About the deal: Republicans got what they wanted — an extension of all the Bush tax cuts, including those for the wealthy. This part of the deal was bad all around...
In return for this bad stuff, Mr. Obama got a significant amount of short-term stimulus. Unemployment benefits were extended; there was a temporary cut in the payroll tax; and there were tax breaks for investment. ...
The deal essentially sets up 2011-2012 to be a repeat of 2009-2010. Once again, there would be initial benefits from the stimulus, and decent growth a year before the election. But as the stimulus faded, growth would tend to stall — and this stall would, once again, come in the months leading up to the election, with seriously negative consequences for Mr. Obama and his party.
You ... have to consider the situation likely to prevail a year from now, as the good parts of the Obama-McConnell deal are about to expire. Wouldn’t there be pressure on Democrats to offer Republicans something, anything, to improve economic prospects for 2012? And wouldn’t that be a recipe for another bad deal?

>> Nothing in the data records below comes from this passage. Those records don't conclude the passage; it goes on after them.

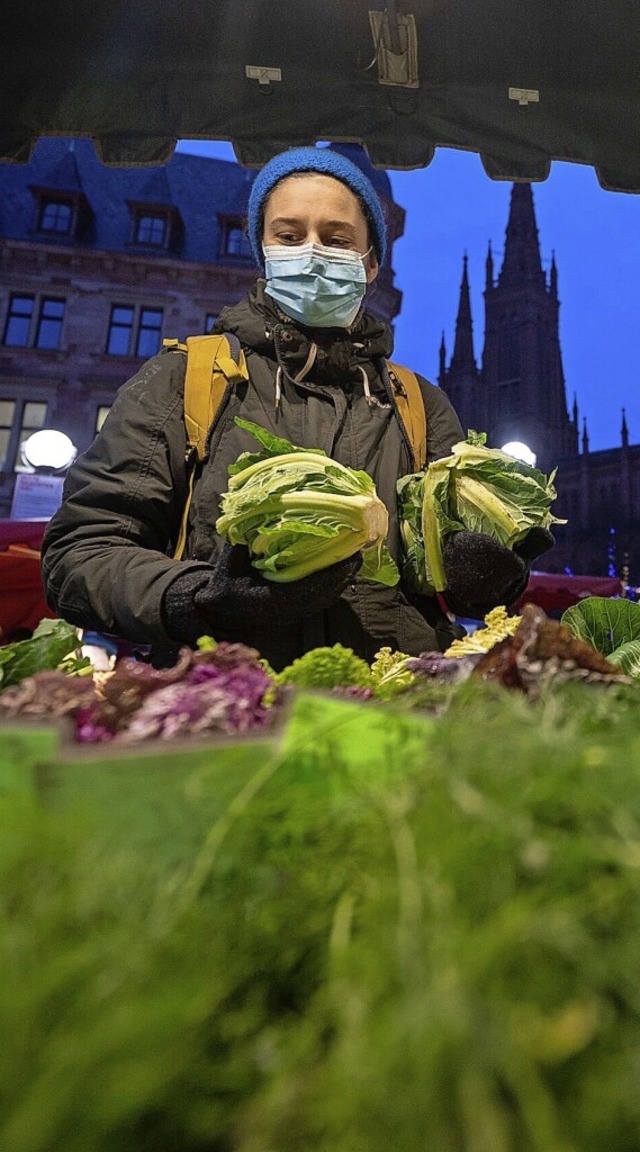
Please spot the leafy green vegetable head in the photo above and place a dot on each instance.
(298, 512)
(478, 489)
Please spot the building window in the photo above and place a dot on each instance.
(151, 229)
(50, 323)
(150, 332)
(17, 422)
(154, 225)
(18, 326)
(18, 321)
(100, 416)
(121, 326)
(134, 333)
(234, 241)
(7, 412)
(55, 215)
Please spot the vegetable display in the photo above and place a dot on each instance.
(381, 931)
(298, 512)
(478, 489)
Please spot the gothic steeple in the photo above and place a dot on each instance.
(489, 267)
(522, 249)
(463, 357)
(554, 278)
(442, 358)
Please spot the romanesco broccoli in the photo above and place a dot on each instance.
(327, 667)
(497, 627)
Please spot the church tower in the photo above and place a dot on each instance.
(522, 369)
(462, 380)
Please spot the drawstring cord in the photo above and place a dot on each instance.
(372, 401)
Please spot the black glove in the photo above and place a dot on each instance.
(481, 573)
(234, 597)
(536, 542)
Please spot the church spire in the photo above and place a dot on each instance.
(463, 349)
(442, 356)
(522, 249)
(554, 277)
(489, 267)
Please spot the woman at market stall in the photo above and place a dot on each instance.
(318, 376)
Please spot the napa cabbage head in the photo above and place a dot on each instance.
(297, 510)
(477, 489)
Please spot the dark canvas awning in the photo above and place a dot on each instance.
(522, 82)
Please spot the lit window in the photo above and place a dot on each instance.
(100, 416)
(18, 321)
(50, 323)
(151, 229)
(150, 332)
(55, 215)
(7, 412)
(17, 422)
(121, 326)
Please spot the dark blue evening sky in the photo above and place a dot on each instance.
(452, 207)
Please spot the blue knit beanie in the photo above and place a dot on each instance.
(328, 164)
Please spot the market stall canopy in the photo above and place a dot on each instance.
(522, 82)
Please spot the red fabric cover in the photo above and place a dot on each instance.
(556, 591)
(22, 600)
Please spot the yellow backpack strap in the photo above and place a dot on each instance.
(410, 406)
(211, 368)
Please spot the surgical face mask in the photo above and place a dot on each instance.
(320, 287)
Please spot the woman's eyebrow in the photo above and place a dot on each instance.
(280, 221)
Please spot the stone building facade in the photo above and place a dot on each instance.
(99, 264)
(518, 393)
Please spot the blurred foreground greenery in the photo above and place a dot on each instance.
(378, 931)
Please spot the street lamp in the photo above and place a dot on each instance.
(519, 451)
(48, 451)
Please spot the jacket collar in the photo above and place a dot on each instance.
(325, 356)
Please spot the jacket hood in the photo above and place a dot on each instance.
(324, 356)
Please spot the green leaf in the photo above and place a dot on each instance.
(606, 622)
(382, 569)
(627, 659)
(272, 445)
(52, 641)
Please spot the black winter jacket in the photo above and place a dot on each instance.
(107, 553)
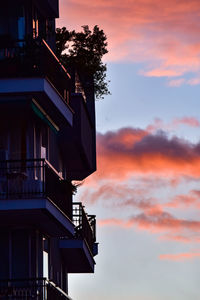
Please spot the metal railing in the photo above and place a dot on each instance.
(33, 58)
(34, 288)
(33, 178)
(85, 225)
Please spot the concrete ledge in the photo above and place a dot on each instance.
(36, 85)
(37, 213)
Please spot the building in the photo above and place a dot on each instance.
(47, 139)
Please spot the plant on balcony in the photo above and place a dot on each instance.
(84, 51)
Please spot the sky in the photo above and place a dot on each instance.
(146, 191)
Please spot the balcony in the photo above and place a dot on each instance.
(85, 225)
(80, 142)
(33, 192)
(83, 247)
(37, 289)
(31, 67)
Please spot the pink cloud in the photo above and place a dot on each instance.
(180, 256)
(145, 153)
(163, 35)
(176, 82)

Surely the answer to both questions is yes. And that means that Mr. Obama is, as I said, paying for the release of some hostages — getting an extension of unemployment benefits and some more stimulus — by giving Republicans new hostages, which they may well use to make new, destructive demands a year from now.
One big concern: Republicans may try using the prospect of a rise in the payroll tax to undermine Social Security finances.

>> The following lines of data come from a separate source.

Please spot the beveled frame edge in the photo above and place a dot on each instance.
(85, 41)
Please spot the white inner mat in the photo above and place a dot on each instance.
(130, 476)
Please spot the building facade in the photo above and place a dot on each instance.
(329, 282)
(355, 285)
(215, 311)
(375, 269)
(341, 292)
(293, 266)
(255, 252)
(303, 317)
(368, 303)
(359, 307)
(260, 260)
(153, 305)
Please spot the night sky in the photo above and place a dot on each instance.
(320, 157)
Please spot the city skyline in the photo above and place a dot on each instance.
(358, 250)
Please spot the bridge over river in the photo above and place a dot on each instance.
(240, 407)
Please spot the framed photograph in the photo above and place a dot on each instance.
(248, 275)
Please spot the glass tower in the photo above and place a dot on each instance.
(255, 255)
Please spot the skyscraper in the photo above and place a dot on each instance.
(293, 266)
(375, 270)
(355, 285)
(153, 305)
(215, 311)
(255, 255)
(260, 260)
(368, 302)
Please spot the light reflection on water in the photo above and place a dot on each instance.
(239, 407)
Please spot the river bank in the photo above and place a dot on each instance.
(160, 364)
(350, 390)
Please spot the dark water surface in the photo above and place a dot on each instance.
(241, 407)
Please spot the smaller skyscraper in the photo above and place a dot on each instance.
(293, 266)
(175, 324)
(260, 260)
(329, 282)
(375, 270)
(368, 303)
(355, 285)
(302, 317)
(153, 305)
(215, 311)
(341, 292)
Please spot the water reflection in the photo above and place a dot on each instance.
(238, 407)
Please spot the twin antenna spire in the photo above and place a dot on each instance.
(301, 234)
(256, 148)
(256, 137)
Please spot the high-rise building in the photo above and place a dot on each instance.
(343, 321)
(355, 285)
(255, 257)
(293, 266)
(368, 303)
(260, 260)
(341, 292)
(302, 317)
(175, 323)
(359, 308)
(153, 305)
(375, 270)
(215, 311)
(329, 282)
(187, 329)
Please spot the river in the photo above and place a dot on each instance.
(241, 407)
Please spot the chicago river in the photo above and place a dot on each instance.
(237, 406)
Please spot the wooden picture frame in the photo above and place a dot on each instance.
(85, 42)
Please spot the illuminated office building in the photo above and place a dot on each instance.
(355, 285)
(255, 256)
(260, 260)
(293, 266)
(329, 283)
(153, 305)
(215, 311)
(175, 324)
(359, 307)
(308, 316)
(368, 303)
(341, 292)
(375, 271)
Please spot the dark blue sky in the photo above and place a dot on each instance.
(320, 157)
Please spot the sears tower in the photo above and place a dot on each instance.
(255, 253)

Which brings me back to Mr. Obama’s press conference, where — showing much more passion than he seems able to muster against Republicans — he denounced purists on the left, who supposedly refuse to accept compromises in the national interest.

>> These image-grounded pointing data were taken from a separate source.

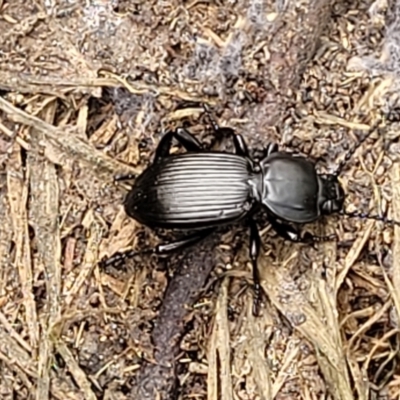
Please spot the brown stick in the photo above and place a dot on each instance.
(288, 61)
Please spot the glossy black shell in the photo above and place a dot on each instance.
(192, 190)
(291, 188)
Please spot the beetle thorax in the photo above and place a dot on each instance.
(331, 194)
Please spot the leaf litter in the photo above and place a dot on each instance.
(87, 88)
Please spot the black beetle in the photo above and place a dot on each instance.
(204, 189)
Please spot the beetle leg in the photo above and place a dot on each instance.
(185, 138)
(255, 244)
(126, 177)
(290, 233)
(271, 148)
(160, 249)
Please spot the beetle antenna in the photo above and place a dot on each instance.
(364, 215)
(350, 153)
(213, 122)
(118, 258)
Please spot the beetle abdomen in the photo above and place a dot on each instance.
(191, 190)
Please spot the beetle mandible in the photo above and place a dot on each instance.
(203, 190)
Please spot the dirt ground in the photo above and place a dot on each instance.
(87, 88)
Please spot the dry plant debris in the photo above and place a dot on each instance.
(86, 90)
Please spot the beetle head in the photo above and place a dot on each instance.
(331, 196)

Well, concerns about the tax deal reflect realism, not purism: Mr. Obama is setting up another hostage situation a year down the road. And given that fact, the last thing we need is the kind of self-indulgent behavior he showed by lashing out at progressives whom he feels aren’t giving him enough credit.
The point is that by seeming angrier at worried supporters than he is at the hostage-takers, Mr. Obama is already signaling weakness, giving Republicans every reason to believe that they can extract another ransom.
And they can be counted on to act accordingly.